The Public Investment Fund said in a statement it would set up companies in Iraq, Jordan, Bahrain, Oman and Sudan that would seek investments across sectors ranging from infrastructure and healthcare to finance and food.
In August, the PIF began this process by establishing a similar investment company for Egypt, where the fund has already spent $1.3bn acquiring minority stakes in four firms, including fertiliser and tech companies.
While Saudi Arabia and the Gulf’s other large oil exporters have enjoyed a huge petrodollar windfall as energy and food prices have soared since Russia invaded Ukraine, poorer states in the Middle East are struggling with deepening economic and social pressures.
Saudi Arabia, the United Arab Emirates and Qatar have deposited $13bn in Egypt’s central bank this year as it struggles with a foreign currency shortage.
The wealthier Gulf states have traditionally aided their allies with loans and central bank deposits, but in recent years they have made their assistance more conditional. And under day-to-day ruler Crown Prince Mohammed bin Salman, Saudi Arabia’s support has been shifting to investments that could profit the PIF.

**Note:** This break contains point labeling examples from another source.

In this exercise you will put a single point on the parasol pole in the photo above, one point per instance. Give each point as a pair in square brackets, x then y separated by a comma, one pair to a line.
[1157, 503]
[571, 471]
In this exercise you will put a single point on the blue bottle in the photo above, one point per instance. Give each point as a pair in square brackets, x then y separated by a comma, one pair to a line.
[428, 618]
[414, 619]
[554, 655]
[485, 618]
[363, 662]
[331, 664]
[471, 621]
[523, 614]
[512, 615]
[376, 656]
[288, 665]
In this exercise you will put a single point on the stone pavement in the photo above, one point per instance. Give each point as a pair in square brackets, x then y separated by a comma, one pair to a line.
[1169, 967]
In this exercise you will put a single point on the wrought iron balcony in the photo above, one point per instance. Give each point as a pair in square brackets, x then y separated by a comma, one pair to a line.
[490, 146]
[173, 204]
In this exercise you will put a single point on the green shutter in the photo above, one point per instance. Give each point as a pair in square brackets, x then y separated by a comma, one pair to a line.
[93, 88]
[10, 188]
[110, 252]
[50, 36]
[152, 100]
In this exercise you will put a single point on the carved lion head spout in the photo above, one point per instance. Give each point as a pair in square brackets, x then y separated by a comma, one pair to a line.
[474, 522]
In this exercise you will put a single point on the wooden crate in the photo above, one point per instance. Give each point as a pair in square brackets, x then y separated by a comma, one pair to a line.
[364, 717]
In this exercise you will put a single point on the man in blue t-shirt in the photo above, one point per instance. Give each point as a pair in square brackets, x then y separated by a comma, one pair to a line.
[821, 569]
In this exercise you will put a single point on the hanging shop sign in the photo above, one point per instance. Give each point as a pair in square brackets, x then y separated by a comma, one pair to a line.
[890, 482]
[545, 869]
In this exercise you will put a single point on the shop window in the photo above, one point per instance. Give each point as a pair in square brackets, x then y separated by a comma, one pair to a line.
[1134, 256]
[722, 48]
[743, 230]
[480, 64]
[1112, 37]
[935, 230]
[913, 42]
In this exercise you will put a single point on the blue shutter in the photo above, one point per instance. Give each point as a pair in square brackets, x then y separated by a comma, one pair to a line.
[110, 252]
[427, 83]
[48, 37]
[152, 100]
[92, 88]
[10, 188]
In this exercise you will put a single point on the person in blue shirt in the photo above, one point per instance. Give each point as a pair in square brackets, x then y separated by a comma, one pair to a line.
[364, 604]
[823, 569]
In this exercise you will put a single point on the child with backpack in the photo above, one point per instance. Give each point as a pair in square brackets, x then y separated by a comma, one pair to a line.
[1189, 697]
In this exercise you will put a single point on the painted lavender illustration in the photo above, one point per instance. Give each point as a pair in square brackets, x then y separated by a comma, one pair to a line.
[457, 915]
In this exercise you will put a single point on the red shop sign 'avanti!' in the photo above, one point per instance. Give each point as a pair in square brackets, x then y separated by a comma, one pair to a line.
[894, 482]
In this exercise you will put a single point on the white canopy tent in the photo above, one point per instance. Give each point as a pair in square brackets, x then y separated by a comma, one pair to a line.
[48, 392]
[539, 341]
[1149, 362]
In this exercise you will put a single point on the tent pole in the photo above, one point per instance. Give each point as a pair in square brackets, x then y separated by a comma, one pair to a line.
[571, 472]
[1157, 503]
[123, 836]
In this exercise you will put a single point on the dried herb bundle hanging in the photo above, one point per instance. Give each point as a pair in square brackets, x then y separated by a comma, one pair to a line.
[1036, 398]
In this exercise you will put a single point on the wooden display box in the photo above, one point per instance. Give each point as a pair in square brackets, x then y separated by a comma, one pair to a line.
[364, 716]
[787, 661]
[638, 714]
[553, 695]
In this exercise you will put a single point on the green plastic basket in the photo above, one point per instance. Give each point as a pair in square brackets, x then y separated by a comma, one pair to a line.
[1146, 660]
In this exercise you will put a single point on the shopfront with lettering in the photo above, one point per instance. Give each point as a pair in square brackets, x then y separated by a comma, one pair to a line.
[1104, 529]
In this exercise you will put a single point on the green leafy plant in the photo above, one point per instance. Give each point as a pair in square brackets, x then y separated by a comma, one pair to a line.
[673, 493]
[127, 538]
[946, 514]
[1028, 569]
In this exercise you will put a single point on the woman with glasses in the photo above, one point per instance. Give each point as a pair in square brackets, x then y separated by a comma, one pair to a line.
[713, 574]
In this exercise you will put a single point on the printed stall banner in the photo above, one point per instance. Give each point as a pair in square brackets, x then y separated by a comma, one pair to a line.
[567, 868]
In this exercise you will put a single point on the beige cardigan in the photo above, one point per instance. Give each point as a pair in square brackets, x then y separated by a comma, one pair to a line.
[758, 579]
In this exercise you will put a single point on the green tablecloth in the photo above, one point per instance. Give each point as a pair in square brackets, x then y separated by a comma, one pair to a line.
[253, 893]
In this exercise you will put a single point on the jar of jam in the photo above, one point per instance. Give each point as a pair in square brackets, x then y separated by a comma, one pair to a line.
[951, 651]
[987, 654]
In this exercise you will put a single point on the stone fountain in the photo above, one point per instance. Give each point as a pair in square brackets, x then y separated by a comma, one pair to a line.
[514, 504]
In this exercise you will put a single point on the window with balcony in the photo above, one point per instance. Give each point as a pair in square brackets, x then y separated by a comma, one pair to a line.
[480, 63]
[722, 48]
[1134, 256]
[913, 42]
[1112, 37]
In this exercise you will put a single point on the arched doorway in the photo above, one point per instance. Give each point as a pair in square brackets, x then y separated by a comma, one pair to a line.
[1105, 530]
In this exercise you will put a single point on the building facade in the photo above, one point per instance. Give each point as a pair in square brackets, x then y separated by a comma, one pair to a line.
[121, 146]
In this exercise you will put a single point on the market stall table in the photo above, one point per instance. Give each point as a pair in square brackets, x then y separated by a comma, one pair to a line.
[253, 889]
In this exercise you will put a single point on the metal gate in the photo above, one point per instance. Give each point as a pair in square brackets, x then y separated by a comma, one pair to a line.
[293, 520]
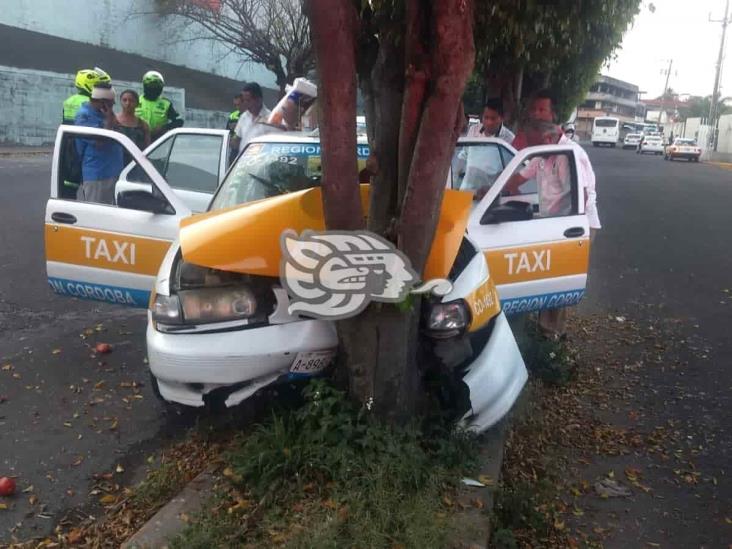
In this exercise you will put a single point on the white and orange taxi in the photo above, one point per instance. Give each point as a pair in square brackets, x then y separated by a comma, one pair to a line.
[218, 323]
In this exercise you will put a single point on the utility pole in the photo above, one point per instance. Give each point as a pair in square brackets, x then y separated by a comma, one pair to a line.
[714, 107]
[665, 88]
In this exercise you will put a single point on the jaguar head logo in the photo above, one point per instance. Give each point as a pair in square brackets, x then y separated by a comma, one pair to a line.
[335, 274]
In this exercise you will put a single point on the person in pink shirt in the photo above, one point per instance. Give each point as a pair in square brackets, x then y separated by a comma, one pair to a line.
[540, 106]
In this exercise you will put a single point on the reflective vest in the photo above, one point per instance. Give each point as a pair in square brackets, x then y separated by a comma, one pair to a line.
[233, 119]
[72, 106]
[155, 112]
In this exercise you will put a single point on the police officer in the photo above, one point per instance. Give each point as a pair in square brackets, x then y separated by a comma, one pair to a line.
[231, 126]
[84, 82]
[157, 111]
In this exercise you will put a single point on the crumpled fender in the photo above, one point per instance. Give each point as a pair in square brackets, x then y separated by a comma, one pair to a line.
[246, 238]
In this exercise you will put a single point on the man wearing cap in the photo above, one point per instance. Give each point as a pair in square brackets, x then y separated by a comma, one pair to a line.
[155, 109]
[101, 158]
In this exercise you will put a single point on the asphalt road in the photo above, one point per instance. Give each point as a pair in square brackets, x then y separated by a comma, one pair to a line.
[67, 414]
[662, 260]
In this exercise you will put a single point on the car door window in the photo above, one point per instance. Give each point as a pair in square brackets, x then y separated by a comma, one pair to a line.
[159, 159]
[475, 166]
[193, 163]
[549, 179]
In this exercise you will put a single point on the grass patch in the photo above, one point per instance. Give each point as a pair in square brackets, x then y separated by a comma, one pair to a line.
[551, 361]
[329, 475]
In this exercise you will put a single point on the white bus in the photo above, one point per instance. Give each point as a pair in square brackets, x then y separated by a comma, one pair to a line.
[605, 130]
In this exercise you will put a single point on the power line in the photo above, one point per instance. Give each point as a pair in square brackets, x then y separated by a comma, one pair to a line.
[714, 106]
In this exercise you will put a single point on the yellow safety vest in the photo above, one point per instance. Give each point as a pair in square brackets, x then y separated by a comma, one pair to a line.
[155, 113]
[72, 106]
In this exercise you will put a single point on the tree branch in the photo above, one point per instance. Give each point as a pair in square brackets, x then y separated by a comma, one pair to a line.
[335, 28]
[452, 57]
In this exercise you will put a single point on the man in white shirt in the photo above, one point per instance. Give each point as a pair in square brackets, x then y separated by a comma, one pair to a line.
[252, 121]
[492, 122]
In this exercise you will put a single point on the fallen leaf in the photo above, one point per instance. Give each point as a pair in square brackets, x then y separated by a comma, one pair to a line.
[74, 536]
[103, 348]
[608, 488]
[107, 499]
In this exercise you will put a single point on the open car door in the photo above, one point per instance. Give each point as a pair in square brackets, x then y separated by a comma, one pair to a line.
[192, 161]
[108, 252]
[536, 239]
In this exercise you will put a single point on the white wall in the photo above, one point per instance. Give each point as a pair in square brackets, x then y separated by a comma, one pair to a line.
[692, 127]
[32, 114]
[112, 24]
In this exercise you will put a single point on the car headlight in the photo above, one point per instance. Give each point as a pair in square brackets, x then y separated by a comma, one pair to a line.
[166, 309]
[217, 304]
[447, 319]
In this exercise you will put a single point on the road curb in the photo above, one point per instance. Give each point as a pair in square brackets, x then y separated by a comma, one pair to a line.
[20, 152]
[171, 519]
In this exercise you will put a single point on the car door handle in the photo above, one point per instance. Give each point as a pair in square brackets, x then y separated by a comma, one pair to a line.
[61, 217]
[574, 232]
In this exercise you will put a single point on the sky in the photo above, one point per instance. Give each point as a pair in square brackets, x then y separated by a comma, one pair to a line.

“This is a continuation of a shift in the way Saudi Arabia supports its regional partners from grants and soft loans to strategic long-term investment,” said Tarek Fadlallah, chief executive of Nomura Asset Management in the Middle East.
The PIF said that the planned investment fitted with its strategy of “seeking new investment opportunities in the Middle East and north Africa to build lasting strategic economic partnerships and achieve sustainable returns”. It provided no timeframe for the $24bn target.
Monica Malik, chief economist at the Abu Dhabi Commercial Bank, said Saudi Arabia’s focus on providing regional support through economic programmes and investment “provides a greater ability to guide changes, alongside potentially benefiting from investment returns”.
“Greater Saudi economic support remains vital for the wider region, which is suffering from higher energy prices and various structural imbalances,” she added.
The PIF is chaired by Prince Mohammed and the heir apparent has been put it in charge of driving the government’s ambitious plans to diversify the kingdom’s economy beyond oil revenues.
The fund has been tasked with overseeing a massive domestic spending programme, including developing megaprojects and establishing companies to kick-start new sectors, as well expanding its foreign exposure.
It has been one most active sovereign wealth funds in recent years as it targets increasing it assets under management to $1.07tn by 2025, with 24 per cent to be held internationally.